Étaler la revalorisation des salaires des agents publics sur plusieurs années, allonger leurs carrières, favoriser la mobilité entre fonctions publiques. Ce sont les pistes avancées par la ministre de la Fonction publique, Marylise Lebranchu, mardi 10 mars, à l’occasion d’une réunion avec les organisations syndicales.
Revaloriser les rémunérations des fonctionnaires par étapes, à partir de 2016 et jusqu’à 2020, voire 2021. C’est le scénario qu’a évoqué la ministre de la Fonction publique, Marylise Lebranchu, mardi 10 mars, à l’occasion d’un point d’étape avec les organisations syndicales organisé dans le cadre de la négociation sur les carrières, les parcours et les rémunérations (dite PPCR). “Après la revalorisation des agents de catégorie C en janvier 2014 et en janvier 2015, il nous faut aujourd’hui évoquer les agents des catégories B et A, a observé la ministre. Un fonctionnaire de catégorie A gagne seulement 1,3 fois le Smic…”
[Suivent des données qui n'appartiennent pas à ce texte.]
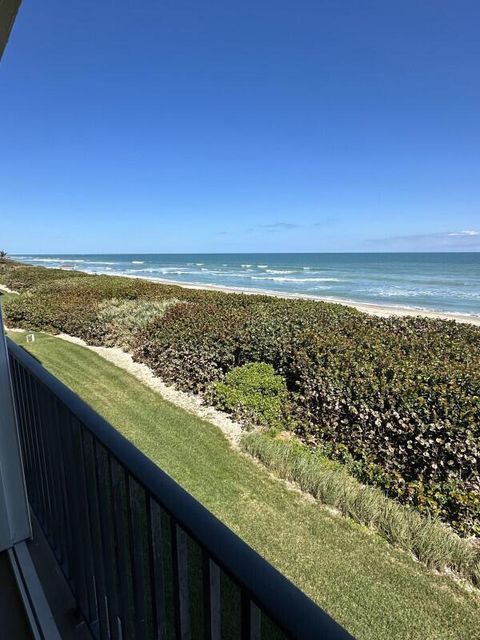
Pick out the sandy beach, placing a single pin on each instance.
(384, 311)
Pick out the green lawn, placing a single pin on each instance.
(375, 591)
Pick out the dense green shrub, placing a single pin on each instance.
(122, 319)
(252, 392)
(429, 540)
(397, 399)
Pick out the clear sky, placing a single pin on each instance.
(241, 125)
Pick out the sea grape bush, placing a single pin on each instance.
(254, 393)
(397, 399)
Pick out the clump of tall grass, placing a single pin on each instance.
(122, 319)
(431, 542)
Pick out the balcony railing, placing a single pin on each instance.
(142, 557)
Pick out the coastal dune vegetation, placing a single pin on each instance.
(378, 417)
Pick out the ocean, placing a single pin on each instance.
(448, 282)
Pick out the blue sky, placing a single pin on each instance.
(252, 125)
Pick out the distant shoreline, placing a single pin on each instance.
(373, 309)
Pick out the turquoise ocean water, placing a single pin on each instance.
(434, 281)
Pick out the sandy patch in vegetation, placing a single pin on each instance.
(187, 401)
(6, 289)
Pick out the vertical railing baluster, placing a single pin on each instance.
(41, 400)
(106, 522)
(175, 579)
(182, 562)
(90, 611)
(123, 542)
(214, 600)
(36, 487)
(88, 448)
(245, 616)
(76, 511)
(154, 523)
(138, 552)
(255, 622)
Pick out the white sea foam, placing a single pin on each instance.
(302, 280)
(285, 271)
(61, 260)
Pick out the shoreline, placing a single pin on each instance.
(379, 310)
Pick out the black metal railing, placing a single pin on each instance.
(143, 558)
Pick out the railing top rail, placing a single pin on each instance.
(281, 600)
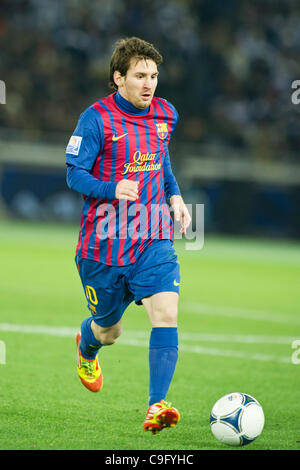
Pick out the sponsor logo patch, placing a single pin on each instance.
(74, 145)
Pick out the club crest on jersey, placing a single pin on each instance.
(162, 130)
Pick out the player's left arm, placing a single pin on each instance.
(173, 193)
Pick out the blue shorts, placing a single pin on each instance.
(110, 289)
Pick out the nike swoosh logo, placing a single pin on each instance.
(117, 137)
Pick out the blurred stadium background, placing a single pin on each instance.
(228, 68)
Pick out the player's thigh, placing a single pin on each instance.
(162, 309)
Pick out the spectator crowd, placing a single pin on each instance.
(228, 66)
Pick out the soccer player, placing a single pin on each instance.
(118, 159)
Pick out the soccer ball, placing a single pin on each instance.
(237, 419)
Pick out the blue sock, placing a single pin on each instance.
(163, 355)
(88, 345)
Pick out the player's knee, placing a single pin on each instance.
(107, 336)
(165, 316)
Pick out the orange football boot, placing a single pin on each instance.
(88, 370)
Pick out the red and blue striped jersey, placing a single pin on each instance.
(112, 144)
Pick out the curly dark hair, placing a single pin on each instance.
(127, 48)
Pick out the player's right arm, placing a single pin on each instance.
(84, 146)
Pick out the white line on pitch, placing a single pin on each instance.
(141, 338)
(249, 314)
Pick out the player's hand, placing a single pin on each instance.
(181, 213)
(127, 189)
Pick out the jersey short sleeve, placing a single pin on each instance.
(87, 140)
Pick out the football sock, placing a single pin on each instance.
(89, 345)
(163, 355)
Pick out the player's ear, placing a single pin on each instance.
(118, 79)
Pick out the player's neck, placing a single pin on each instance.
(127, 106)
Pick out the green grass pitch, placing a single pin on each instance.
(238, 317)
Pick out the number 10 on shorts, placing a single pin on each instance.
(91, 295)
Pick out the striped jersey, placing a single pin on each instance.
(112, 143)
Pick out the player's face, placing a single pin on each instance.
(139, 84)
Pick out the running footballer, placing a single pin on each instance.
(118, 159)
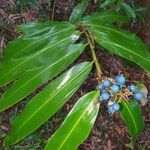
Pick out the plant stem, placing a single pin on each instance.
(97, 65)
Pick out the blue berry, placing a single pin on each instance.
(105, 96)
(115, 88)
(106, 83)
(120, 79)
(110, 109)
(132, 88)
(116, 107)
(100, 87)
(138, 96)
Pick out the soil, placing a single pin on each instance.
(109, 132)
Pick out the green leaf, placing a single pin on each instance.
(47, 103)
(34, 50)
(132, 116)
(99, 18)
(122, 43)
(107, 3)
(129, 11)
(78, 11)
(30, 80)
(78, 124)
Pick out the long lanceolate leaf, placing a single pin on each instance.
(108, 17)
(47, 103)
(32, 52)
(78, 11)
(122, 43)
(132, 116)
(77, 125)
(33, 79)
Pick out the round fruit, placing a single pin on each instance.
(132, 88)
(116, 107)
(120, 79)
(115, 88)
(110, 109)
(100, 87)
(106, 83)
(138, 96)
(105, 96)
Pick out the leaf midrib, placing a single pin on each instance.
(49, 100)
(36, 54)
(77, 122)
(36, 41)
(42, 72)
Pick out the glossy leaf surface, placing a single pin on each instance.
(122, 43)
(36, 48)
(78, 11)
(132, 116)
(30, 80)
(108, 17)
(129, 11)
(77, 125)
(47, 103)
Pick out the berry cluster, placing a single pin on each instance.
(116, 90)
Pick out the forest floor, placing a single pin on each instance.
(109, 132)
Cela concours au manque d’attractivité du secteur public. “Ce calendrier étalé ne sera certes pas un facteur d’enthousiasme pour les organisations syndicales, a reconnu Marylise Lebranchu. Mais je dois tenir compte de la trajectoire de la dépense publique retenue. Les revalorisations ont un coût. Des décisions ont été prises en début d’année en direction des gendarmes, des policiers, de la justice et des forces de l’antiterrorisme.”
Par ailleurs, les moindres suppressions de postes à la défense contribuent fortement à réduire les marges de manœuvre budgétaires en direction des fonctionnaires. Les agents publics sont donc invités à patienter avec cette revalorisation menée sur plusieurs années.
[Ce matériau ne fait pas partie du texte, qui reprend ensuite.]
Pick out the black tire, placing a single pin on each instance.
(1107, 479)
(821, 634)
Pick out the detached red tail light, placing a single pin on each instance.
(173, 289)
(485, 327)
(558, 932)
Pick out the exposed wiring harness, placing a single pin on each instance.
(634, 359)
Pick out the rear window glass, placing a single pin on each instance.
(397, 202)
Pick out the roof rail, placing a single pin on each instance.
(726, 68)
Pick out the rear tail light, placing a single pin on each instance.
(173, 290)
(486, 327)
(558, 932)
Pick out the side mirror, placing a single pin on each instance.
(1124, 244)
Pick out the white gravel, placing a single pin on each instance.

Au-delà de la question des salaires, la négociation PPCR vise à revoir l’ensemble de l’architecture statutaire de la fonction publique. Marylise Lebranchu a indiqué souhaiter un allongement des carrières des agents. Aujourd’hui, un fonctionnaire atteint en vingt-cinq ou vingt-six ans le sommet de son grade – indice sommital – et ne dispose ensuite d’aucune perspective de revalorisation. Le gouvernement pourrait allonger cette durée jusqu’à trente-cinq ans.
Les personnels doivent pouvoir évoluer plus facilement, changer de trajectoire, de métier, de fonction publique. “Cet enjeu de mobilité est essentiel”,insiste Marylise Lebranchu. Pour y répondre, elle souhaite instaurer des cadres uniques d’emplois pour des métiers communs aux trois fonctions publiques : ingénieurs, bibliothécaires, agents d’accueil… Une proposition évoquée dans le rapport du conseiller d’État Bernard Pêcheur sur l’avenir de la fonction publique, remis fin 2013 au gouvernement. La ministre veut encore fusionner certains corps, “réduire le nombre de strates”, simplifier la gestion.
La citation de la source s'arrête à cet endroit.